FINALMENTE UNA FANTASCIENZA TARGATA ITALIA
di Alessandro Tozzi
6
GIORNI SULLA TERRA
Regia Varo Venturi
Con Massimo Poggio, Laura Glavan, Varo Venturi, Ludovico Fremont, Marina Kazankova, Piergiorgio Bellocchio, Giovanni Visentin, Francesca Schiavo
Fantascienza, Italia, durata 101 minuti – Bolero – uscita venerdi 17 giugno 2011
Una fantascienza piuttosto atipica in questa pellicola italiana, un’oasi nel deserto delle commediole e dei cinepanettoni di bassa lega.
Nella
sua anomalia presenta cose interessanti ed altre che, seppur potenzialmente
altrettanto interessanti, pagano alcune lacune di principio.
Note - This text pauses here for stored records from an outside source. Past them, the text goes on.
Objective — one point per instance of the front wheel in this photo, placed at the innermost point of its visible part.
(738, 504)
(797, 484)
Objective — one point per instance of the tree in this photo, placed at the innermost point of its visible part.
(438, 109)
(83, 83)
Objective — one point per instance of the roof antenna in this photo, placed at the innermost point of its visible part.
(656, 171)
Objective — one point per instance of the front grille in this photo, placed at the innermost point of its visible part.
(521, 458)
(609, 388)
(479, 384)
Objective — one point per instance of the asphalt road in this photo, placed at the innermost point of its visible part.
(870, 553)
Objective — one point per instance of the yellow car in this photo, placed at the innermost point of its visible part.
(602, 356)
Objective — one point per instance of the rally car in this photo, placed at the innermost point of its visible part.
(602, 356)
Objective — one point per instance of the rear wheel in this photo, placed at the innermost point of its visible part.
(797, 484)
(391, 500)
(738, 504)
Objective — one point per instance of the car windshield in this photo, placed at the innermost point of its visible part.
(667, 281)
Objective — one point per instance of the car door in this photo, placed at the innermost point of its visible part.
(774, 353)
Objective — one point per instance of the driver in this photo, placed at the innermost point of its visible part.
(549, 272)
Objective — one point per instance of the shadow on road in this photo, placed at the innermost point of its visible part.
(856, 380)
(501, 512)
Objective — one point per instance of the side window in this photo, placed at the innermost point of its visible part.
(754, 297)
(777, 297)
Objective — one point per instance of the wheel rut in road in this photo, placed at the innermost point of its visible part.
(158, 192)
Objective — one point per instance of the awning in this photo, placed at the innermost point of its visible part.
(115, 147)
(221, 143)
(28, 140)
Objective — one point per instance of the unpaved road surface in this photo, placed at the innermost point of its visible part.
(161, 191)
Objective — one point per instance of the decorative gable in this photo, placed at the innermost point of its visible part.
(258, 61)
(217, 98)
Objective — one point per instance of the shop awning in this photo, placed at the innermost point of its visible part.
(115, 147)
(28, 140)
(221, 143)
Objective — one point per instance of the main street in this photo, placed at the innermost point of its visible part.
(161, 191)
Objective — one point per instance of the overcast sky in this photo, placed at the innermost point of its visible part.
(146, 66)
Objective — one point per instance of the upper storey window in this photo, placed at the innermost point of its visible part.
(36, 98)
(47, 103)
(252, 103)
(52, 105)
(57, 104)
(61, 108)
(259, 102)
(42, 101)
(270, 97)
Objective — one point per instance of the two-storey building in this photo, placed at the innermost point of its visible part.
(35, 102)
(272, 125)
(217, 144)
La storia: il dottor Piso (Massimo Poggio, buona prestazione con la giusta dose di brivido) è un professore universitario dal seguito piuttosto di nicchia, costituito cioè soprattutto da studenti sognatori. I casi che tratta, riguardanti “anime umane rapite da alieni”, sconvolgono il suo dipartimento di studi, fino all’arrivo della “cavia” più eclatante, Saturnia (Laura Glavan), che in quattro e quattr’otto finisce a letto col docente, salvo poi rivelarsi il “contenitore” prescelto da tale Hexabor, abitante di chissà cosa e chissà dove che parla con la sua voce dalla bocca di Saturnia, nell’ambito di un più ampio progetto di annientamento dell’anima umana in modo da poter decidere le sorti del pianeta al posto dei terrestri stessi, anzi attraverso di loro.
La
cosa buffa, ma non troppo, è che di fronte a cotanta rivelazione il professore
si ritrova a combattere quasi più coi terrestri stessi, o quantomeno con le loro
istituzioni che hanno l’unico desiderio di mettere tutto a tacere, che con gli
alieni rapitori di anime.
Il film ha di buono una sapiente ambientazione e una buona scenografia, che evita l’effetto buio totale pur lasciando una certa dose di mistero fino alla fine. Invece effetti speciali non ce ne sono, salvo l’unica apparizione finale del ladro di anime, niente di che.
Ma
l’impressione è che si sia voluto piuttosto far riflettere, dal momento che la
soluzione “scientifica” dell’arcano ha a che fare col numero biblico 666,
riproponendo in veste nuova l’antico conflitto tra scienza e religione, tra
creazione ed evoluzione. In realtà il conflitto sembra superarsi da sé, come se
i due aspetti collimassero, ma il mistero di fondo resta: c’è sempre qualcuno o
qualcosa che fa di noi quel che vuole?